Entonces fue mi turno; le dije que se tendiera en la toalla boca arriba, y la recorrí con mi lengua de arriba a abajo, con deleite, saboreándola, dándole suaves bocaditos aquí y allí al tiempo que mis manos la recorrían con dulzura y con suavidad, relajándola y excitándola a la vez; mientras, ella, con los brazos extendidos a los lados del cuerpo, daba algunos gemiditos de placer y decía algún "así" o "sigue amor" o algún "me encanta".
Después de un excitante masaje en los pies, que también bese, lamí y mordisquee, le entreabrí las piernas, regalándome la vista con un hermoso sexo de grandes labios oscuros y carnosos que se habrían mostrando la puerta, el umbral de los misterios, del placer y del amor; y aunque el bello oscuro era abundante en el pubis, en las ingles y a los lados del sexo habían sido cuidadosamente quitados, así que no me lo pensé y me entregue al hermoso trabajo de saborear los jugos de la más deliciosa de las frutas.
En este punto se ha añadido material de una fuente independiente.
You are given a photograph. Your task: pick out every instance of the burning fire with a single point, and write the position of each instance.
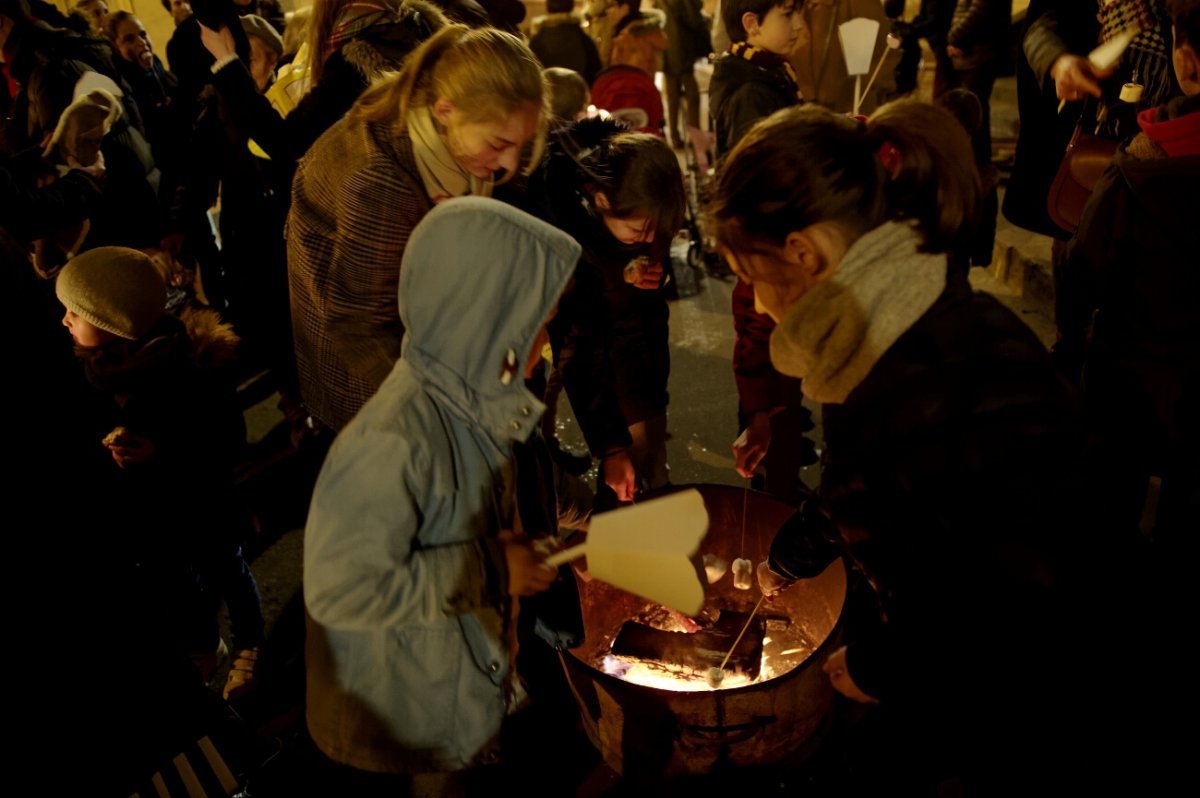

Deslizaba mi lengua a lo largo de sus labios, me detenía en su clítoris donde con un ritmo constante lamia como el tigre que bebe agua en el margen del rio; después de esto, volvía a recorrer sus labios, los abría con delicadeza contemplando la gloria y el esplendor y mordisqueaba sus ingles; volvía a lamer, primero lento y luego aumentando la velocidad; mi lengua volaba sobre su clítoris como el águila que baja en picado para caer sobre su presa, y mi dedo corazón, introducido en su vagina, no paraba de entrar y de salir; a todo esto, ella, que no paraba de acariciarse los pechos, gemía, murmuraba y disfrutaba completamente entregada al placer y al bienestar que yo le proporcionaba.
Y como llega la primavera después del invierno y explota en colores, luz y vida, su orgasmo también llego, y se convirtió en huracán y la elevo, la recorrió, la hizo gritar, la llevo hasta la dimensión del éxtasis y luego, con la suavidad con la que cae una hoja de un árbol, bamboleándose en el aire hasta la tierra, la dejo de nuevo allí tendida, extasiada y feliz de estar viva.